このドラマは、主人公の若者が、自分とは全く性格が違う「もう一人の自分」と向き合うという不思議な体験を通じて、自分自身が変わろうと努力するようになるという成長物語である。

大学時代の同級生、今は社会人となった戌亥(いぬい)・三鏡(みかがみ)・瀬田(せた)の3人は、卒業後久しぶりに再会、学生時代の戌亥に起こった不思議な体験の思い出話となる。4年前、戌亥は夢の中で謎の男(もう一人の自分)が自分に話しかけてくる夢を見る。はじめは気にしなかった戌亥だが、やがてその声は現実生活でも聞こえるようになり、ある日、目の前にドッペルゲンガーとして現れる。幻覚かと驚く戌亥。その後もドッペルゲンガーは度々出現しては戌亥の生活に手を出すようになる。まるで戌亥の居場所を奪おうとしているようなふるまいに対決の構えをとる戌亥だったが、やがてドッペルゲンガーの真の狙いに気づいていく。それは、内気で気弱だった戌亥に、自ら足りないものは何かを気づかせ、それを克服し成長させてやろうというものだった。

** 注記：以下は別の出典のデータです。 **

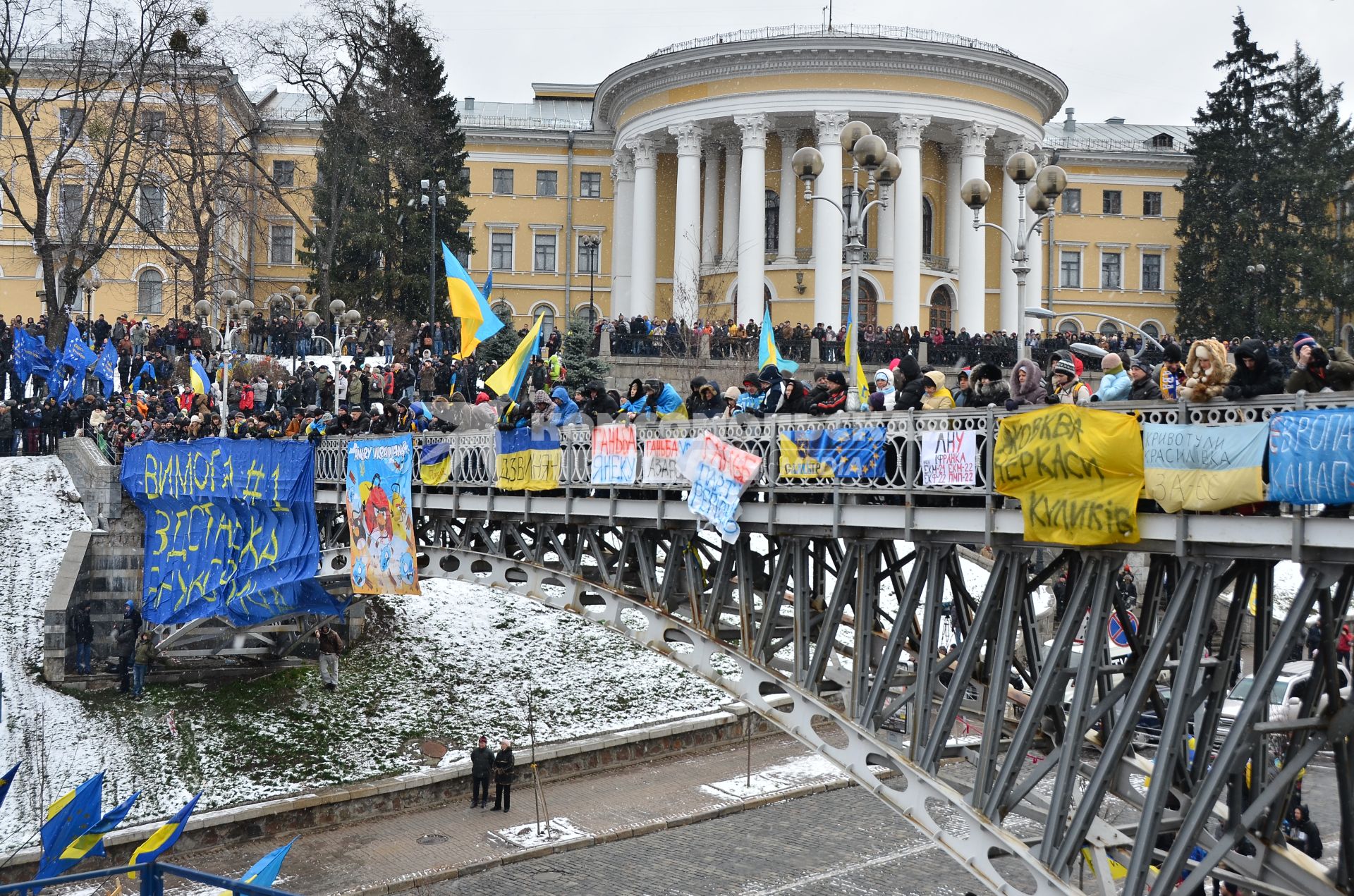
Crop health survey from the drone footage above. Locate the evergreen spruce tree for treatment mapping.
[1176,12,1288,338]
[561,314,611,391]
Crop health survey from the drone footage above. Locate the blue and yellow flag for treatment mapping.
[0,762,23,805]
[757,305,799,374]
[219,837,296,896]
[484,314,546,400]
[441,243,504,357]
[127,790,202,880]
[188,355,212,395]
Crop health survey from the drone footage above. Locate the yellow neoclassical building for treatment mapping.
[0,25,1190,342]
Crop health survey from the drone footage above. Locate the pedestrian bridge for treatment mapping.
[111,395,1354,896]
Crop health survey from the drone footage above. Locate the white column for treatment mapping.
[939,146,968,271]
[626,137,658,317]
[880,115,930,326]
[955,122,996,334]
[668,122,705,324]
[611,149,635,317]
[812,112,850,328]
[700,142,719,269]
[734,115,770,321]
[776,127,799,264]
[719,137,743,264]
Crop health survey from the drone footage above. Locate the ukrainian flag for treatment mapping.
[127,790,202,880]
[484,314,544,400]
[441,243,504,357]
[188,355,212,395]
[757,305,799,374]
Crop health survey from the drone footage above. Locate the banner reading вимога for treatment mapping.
[346,434,418,594]
[121,438,341,625]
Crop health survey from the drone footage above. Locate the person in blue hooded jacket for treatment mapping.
[550,386,578,426]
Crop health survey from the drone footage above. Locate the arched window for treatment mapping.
[922,196,936,254]
[137,268,165,314]
[930,286,955,330]
[842,278,879,326]
[767,190,780,254]
[531,303,555,338]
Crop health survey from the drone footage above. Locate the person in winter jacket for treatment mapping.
[1092,352,1133,402]
[1179,340,1233,402]
[971,363,1011,407]
[1044,357,1092,407]
[1128,357,1161,402]
[1006,357,1045,410]
[1285,333,1354,394]
[1223,340,1283,400]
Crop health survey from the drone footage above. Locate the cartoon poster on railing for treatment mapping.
[346,434,420,594]
[678,431,761,544]
[921,429,977,486]
[1142,424,1269,513]
[590,424,639,486]
[779,426,884,479]
[992,405,1142,546]
[1269,407,1354,506]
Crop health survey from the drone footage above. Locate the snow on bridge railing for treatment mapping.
[315,393,1354,498]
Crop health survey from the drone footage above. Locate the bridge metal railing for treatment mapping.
[315,393,1354,503]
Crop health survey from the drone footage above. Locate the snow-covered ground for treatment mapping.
[0,458,724,849]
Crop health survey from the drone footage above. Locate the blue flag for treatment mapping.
[93,340,118,400]
[13,326,57,383]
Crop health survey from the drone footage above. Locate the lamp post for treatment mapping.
[958,152,1067,359]
[789,122,903,410]
[194,290,253,438]
[418,180,447,326]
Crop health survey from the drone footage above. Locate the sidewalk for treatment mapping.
[166,735,848,896]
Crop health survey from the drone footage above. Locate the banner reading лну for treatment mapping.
[346,433,418,594]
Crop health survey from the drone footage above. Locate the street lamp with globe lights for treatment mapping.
[958,152,1067,357]
[194,290,253,438]
[789,122,903,410]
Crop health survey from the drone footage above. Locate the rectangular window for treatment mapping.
[141,109,169,146]
[57,184,84,234]
[1142,254,1161,293]
[272,161,296,187]
[489,231,512,271]
[578,235,601,274]
[1101,252,1124,290]
[141,184,165,231]
[532,233,555,274]
[268,225,296,264]
[61,106,84,140]
[1058,249,1082,290]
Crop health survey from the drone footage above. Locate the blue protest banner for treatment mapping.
[122,438,340,625]
[1269,407,1354,505]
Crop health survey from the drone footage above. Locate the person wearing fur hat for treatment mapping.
[922,371,955,410]
[1179,340,1233,402]
[1044,357,1092,407]
[1285,333,1354,394]
[1092,352,1133,402]
[1223,340,1283,400]
[971,362,1011,407]
[1006,357,1045,410]
[1152,343,1185,400]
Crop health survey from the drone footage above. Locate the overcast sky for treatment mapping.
[230,0,1354,125]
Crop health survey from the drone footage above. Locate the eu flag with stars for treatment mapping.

本作では、そんな主人公の姿を、時に真面目に、時にコメディタッチで描きながら、ふとしたきっかけからでも、自分自身を変えていける事に気づき、努力しようとする若者像を表現したいと思ったが、その狙いをおおむね達成することができたと考えている。

反省点としては、出演者が演技練習をほとんどしないままクランクインしてしまい、全体的に演技力不足になってしまった。そのため、本作のメッセージが観客に伝わりにくいものとなってしまったことである。主人公の戌亥は1人2役という難しい役どころだったが、現実の戌亥とドッペルゲンガーとでは、もっとメリハリをつけて演じ分けるべきだったと悔やまれる。そのほか撮影前に明快にしておかなくてはならない問題を、撮影当日に考え込み始めてしまい、思うように進行できないということもあり、撮影前の入念な準備が必要だった。

本作の制作に関しては、伊藤ゼミ生だけでなく他ゼミの友人らも、スタッフ・キャストとして参加してくれたほか、伊藤ゼミのOBも編集作業に協力してくれたことで無事に完成させることができた。今回の体験から、映像作品というのは1人では作れないものだということを痛感し、あらためて自分の周囲の人々への感謝の念を抱いた。